4. Pergunta: Sabemos que, com o aumento da crise ecológica, cada vez mais espécies estão a tornar-se espécies ameaçadas de extinção. Como pode a biomimética ajudar estas espécies e vice-versa?
Essa é uma questão muito importante no nosso diálogo. Gosto muito, muito porque quando com a biomimética damos valor a uma espécie, nós, enquanto humanos, tentamos fazer o nosso melhor para evitar que tais espécies se extingam. Existe, por exemplo, uma empresa chamada Sharkleak , que está a criar produtos médicos imitando a pele dos tubarões que, em vez de matar bactérias, os revoga. Por isso, quando ouço falar de tubarões que são colhidos para sopas (e todos os anos são mortos milhões deles), isso parte-me o coração. Existe uma empresa chamada Cold Blue Planet. Ela sabe como funcionam as espingardas de coral e conseguiu a sua receita a partir das espingardas de coral. Há uma espécie chamada “Sapo Respirador Gástrico”. Hoje em dia têm vindo a estudar soluções médicas gástricas, para pessoas que têm doenças terríveis que afectam o seu sistema gástrico. E, infelizmente, essa rã vai ser extinta.

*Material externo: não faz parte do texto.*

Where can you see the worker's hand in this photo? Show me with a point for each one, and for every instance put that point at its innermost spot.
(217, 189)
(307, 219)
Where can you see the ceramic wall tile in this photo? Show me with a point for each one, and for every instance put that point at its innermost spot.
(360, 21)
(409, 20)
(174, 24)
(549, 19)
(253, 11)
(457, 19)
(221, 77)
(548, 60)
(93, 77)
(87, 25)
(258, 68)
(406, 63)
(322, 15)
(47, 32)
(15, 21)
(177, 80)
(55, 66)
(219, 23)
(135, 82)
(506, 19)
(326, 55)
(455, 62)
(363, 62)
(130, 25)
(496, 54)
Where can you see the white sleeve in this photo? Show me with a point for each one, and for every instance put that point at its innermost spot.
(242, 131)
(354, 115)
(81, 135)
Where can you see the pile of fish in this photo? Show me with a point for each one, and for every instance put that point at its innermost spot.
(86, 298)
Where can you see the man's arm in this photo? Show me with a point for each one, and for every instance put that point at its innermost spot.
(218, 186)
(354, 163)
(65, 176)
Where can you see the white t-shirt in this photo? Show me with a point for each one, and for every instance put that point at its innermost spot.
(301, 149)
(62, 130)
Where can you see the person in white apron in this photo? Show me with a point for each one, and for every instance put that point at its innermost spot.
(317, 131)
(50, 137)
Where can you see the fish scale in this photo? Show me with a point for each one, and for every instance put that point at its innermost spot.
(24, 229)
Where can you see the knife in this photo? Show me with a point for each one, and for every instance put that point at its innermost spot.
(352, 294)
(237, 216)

5. Pergunta: Poderia dar-nos outros exemplos concretos de biomimética? Em particular, existem projetos em curso para a produção agrícola nos países em desenvolvimento?
A agricultura é um domínio muito interessante, porque outra forma de reduzir o CO2 na atmosfera é com a utilização da “agricultura regenerativa”, um tipo de agricultura que se melhora a si própria durante um longo período. E algumas das melhores soluções para a agricultura, especialmente no mundo em desenvolvimento, vêm da biomimética; o princípio, mais uma vez, é muito simples: quanto mais próximo estiver do seu ecossistema natural nativo, mais probabilidades tem de criar mais fontes de solo, apoiar a vida selvagem e reter água numa tempestade. Um princípios que vêm da natureza (e nós usamos muito na biomimética) é integrar as árvores com a agricultura e as pastagens, uma abordagem do tipo Permacultura.